I did think so; more than that, I let him see that I thought so, and he was contented with my conceit.

"One thing more," I said, blustering a little, "I want to know whether you mean any harm to that innocent girl?"

"Who? The Countess? What do you mean? Harm her? Do you think I waste my thoughts on that little fool? She is not a factor in anything—except that just now I'm using her and mean to use her house in Paradise."

"Haven't you stripped her of every cent she has?" I asked. "What do you want of her now?" And I added something about respect due to women.

"Oh yes, of course," he said, with a vague glance at the street below. "You need not worry; nobody's going to hurt her—" He suddenly shifted his eyes to me. "You haven't taken a fancy to her, have you?" he asked, in faint disgust.

I saw that he thought me weak enough for any sentiment, even a noble one.

"If you think it pays," he muttered, "marry her and beat her, for all I care; but don't play loose with me, my friend; as a plain matter of business it won't pay you."

"Is that a threat?" I asked, in the bullying tone of a born coward.

"No, not a threat, a plain matter of profit and loss, a simple business proposition. For, suppose you betray me—and, by a miracle, live to boast of it? What is your reward? A colonelcy in the Military Police with a few thousand francs salary, and, in your old age, a pension which might permit you to eat meat twice a week. Against that, balance what I offer—free play in a helpless city, and no one to hinder you from salting away as many millions as you can carry off!"

Presently I said, weakly, "And what, once more, is the service you ask of me?"

"I ask you to notify the government that you are watching Paradise, that you do not arrest the Countess and Dr. Delmont because you desire to use them as a bait to catch me."

"Is that all?"

"That is all. We will start for Paris together; I shall leave you before we get there. But I'll see you later in Paradise."

"You refuse to tell me why you wish to stay at the house in Paradise?"

"Yes,... I refuse. And, by-the-way, the Countess is to think that I have presented myself in Paris and that the government has pardoned me."

"You are willing to believe that I will not have you arrested?"

"I don't ask you to promise. If you are fool enough to try it—try it! But I'm not going to give you the chance in Paris—only in Paradise."

"You don't require my word of honor?"

"Word of—what? Well—no;... it's a form I can dispense with."

"But how can you protect yourself?"

"If all the protection I had was a 'word of honor,' I'd be in a different business, my friend."

"And you are willing to risk me, and you are perfectly capable of taking care of yourself?"

"I think so," he said, quietly.

"Trusting to my common-sense as a business man not to be fool enough to cut my own throat by cutting yours?" I persisted.
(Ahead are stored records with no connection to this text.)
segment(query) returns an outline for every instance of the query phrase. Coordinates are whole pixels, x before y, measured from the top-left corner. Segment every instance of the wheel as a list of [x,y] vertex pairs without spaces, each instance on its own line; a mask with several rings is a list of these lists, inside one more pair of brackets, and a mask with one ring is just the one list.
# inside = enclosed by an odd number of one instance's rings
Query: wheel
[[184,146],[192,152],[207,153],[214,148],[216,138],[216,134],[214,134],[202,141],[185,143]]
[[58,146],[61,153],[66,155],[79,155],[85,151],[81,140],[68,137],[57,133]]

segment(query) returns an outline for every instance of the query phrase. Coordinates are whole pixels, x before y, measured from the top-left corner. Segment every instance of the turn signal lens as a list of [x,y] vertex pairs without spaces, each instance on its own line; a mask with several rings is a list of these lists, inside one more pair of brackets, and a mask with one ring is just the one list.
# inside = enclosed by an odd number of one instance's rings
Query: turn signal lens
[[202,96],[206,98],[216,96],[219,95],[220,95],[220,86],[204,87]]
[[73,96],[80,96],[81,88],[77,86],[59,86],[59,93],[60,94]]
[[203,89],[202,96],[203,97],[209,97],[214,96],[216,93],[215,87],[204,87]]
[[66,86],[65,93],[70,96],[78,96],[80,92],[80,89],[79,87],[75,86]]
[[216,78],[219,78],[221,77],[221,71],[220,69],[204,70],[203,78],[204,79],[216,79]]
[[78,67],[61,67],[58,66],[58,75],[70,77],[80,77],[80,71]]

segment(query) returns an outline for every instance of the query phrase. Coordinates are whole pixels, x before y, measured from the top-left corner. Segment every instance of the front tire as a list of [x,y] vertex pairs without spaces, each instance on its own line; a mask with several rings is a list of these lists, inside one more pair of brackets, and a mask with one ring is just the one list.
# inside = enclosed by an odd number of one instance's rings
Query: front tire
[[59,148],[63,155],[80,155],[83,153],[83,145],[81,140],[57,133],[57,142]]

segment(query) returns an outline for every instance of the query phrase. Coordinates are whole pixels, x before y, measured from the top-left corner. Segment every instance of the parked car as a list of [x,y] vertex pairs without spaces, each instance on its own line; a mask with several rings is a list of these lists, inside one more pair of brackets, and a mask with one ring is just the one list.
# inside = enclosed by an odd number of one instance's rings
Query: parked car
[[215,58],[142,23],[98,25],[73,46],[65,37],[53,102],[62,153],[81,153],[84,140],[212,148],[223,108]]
"Exactly, and trusting to a few other circumstances, the details of which I beg permission to keep to myself," he said, with a faint sneer.

He rose and walked to the window; at the same moment I heard the sound of wheels below.

"I believe that is our carriage," he said. "Are you ready to start, Mr. Scarlett?"

"Now?" I exclaimed.

"Why not? I'm not in the habit of dawdling over anything. Come, sir, there is nothing very serious the matter with you, is there?"